The residents of tiny Butcherville, Oklahoma love their God-given freedoms so much, they refuse to hire their own police force. When they need a cop, they just call Emmett Hardy, police chief of Burr, the closest neighboring town.
Whether it’s to break up a fight, dissuade an angry good ol’ boy from hunting rabbits with an M-16, or eject an unruly patron from Butcherville’s combination strip joint/bookstore, Emmett’s always glad to oblige … that is, until a local business owner’s lust for money and power results in a deadly shootout and multiple kidnappings. Suddenly, Emmett’s good intentions are fraught with dangerous consequences. Besieged by friend and foe alike, and sabotaged by a fondness for drink that’s starting to affect his work, Emmett is the last man standing between a community of honest people trying to do their best with what little they have, and an evil that threatens not only their jobs and homes, but their very lives.

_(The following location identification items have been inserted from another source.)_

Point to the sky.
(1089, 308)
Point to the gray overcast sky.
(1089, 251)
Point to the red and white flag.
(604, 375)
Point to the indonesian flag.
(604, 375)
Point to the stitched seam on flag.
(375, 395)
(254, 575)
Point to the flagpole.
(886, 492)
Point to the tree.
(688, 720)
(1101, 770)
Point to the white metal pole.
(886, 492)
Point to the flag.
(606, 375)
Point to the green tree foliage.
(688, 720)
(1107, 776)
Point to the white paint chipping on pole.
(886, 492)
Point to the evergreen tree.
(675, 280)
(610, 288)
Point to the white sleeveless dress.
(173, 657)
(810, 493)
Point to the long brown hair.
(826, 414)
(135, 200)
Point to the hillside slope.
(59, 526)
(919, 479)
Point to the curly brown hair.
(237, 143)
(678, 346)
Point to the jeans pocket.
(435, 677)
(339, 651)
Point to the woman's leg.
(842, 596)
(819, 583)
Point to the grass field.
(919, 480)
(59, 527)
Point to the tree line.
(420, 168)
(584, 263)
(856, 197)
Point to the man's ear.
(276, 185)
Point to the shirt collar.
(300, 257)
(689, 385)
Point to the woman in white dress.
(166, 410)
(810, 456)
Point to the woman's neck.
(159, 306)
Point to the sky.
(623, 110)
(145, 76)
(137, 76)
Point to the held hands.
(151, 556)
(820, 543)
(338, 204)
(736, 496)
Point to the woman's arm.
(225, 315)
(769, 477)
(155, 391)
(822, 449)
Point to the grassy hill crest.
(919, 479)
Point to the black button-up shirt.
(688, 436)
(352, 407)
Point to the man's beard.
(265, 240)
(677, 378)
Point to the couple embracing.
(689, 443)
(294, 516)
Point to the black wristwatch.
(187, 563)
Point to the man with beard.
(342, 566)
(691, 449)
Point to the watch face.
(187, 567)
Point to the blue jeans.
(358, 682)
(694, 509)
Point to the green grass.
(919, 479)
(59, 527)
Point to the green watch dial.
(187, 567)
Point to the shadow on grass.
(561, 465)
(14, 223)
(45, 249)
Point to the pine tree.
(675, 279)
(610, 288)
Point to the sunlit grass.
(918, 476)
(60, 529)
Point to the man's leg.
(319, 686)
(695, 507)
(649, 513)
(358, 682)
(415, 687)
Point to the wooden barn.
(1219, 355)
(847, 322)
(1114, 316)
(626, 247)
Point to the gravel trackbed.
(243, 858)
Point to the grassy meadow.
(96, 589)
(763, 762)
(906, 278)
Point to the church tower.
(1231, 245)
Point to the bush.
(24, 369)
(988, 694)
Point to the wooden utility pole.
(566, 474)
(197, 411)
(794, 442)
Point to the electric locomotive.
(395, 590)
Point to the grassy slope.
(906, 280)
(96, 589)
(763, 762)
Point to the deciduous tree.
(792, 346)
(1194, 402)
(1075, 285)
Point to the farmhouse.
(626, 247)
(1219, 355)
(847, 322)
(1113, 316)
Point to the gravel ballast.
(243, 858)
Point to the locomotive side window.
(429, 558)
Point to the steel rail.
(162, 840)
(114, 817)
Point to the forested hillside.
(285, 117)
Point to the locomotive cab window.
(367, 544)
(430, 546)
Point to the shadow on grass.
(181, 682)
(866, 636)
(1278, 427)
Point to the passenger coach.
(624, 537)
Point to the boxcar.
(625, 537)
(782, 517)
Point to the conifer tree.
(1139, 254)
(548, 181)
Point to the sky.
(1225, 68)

If I had to cite one quality that defines where I live (that would be Burr, Oklahoma, population 1,276—down from 1,280 after we sent two father & son pairs of miscreants to the state penitentiary in McAlester last year), it would be the natural inclination of my fellow citizens to do the direct opposite of anything a person in authority says, regardless of whether or not it’s in their best interests. President Lyndon Baines Johnson himself could drop a hint to one of our farmers that it would be a good idea to water his crops. More likely than not, the farmer’d flip LBJ the bird and piss all over his own soybeans or sorghum or whatever it is he grows just to be contrary. He might even invite over the neighbors and let them join in.
Anyone who pretends to understand anything about us Oklahomans knows we can be mulish and self-reliant, sometimes ridiculously so. Nobody—and I mean nobody—tells an Okie what to do.
I reckon to an outsider, our nature might seem a little hypocritical, since, after all, if our ancestors hadn’t been willing to accept a government handout (or two or three), the state we know as Oklahoma might instead be called Sequoyah, and a majority of its citizens would comprise descendants of men named Geronimo and Standing Bear and Black Kettle.
That wouldn’t do at all.
Nah, this wonderful land of black gold and waving wheat and championship football teams was gifted to us on the cheap by the boys in Washington D.C. on behalf of the much-tread-upon and lied-to American Indian, and it cannot be convincingly argued otherwise.
Indeed, our representatives’ generosity didn’t end with the gift of pilfered real estate.
Back in the Dirty ‘30s, a good number of farmers swallowed their pride and accepted a share of Franklin Roosevelt’s New Deal money, or what was left of it after the sitting governor got his cut. I don’t mean to suggest they weren’t right to take the cash. It hardly rained a drop for almost a decade and the wind didn’t stop blowing just because the ground was parched and turned to dust. Most of what few crops managed to poke through got eaten by grasshoppers and jackrabbits. Nah, those fellas accepted help because they had no choice. They had mouths to feed.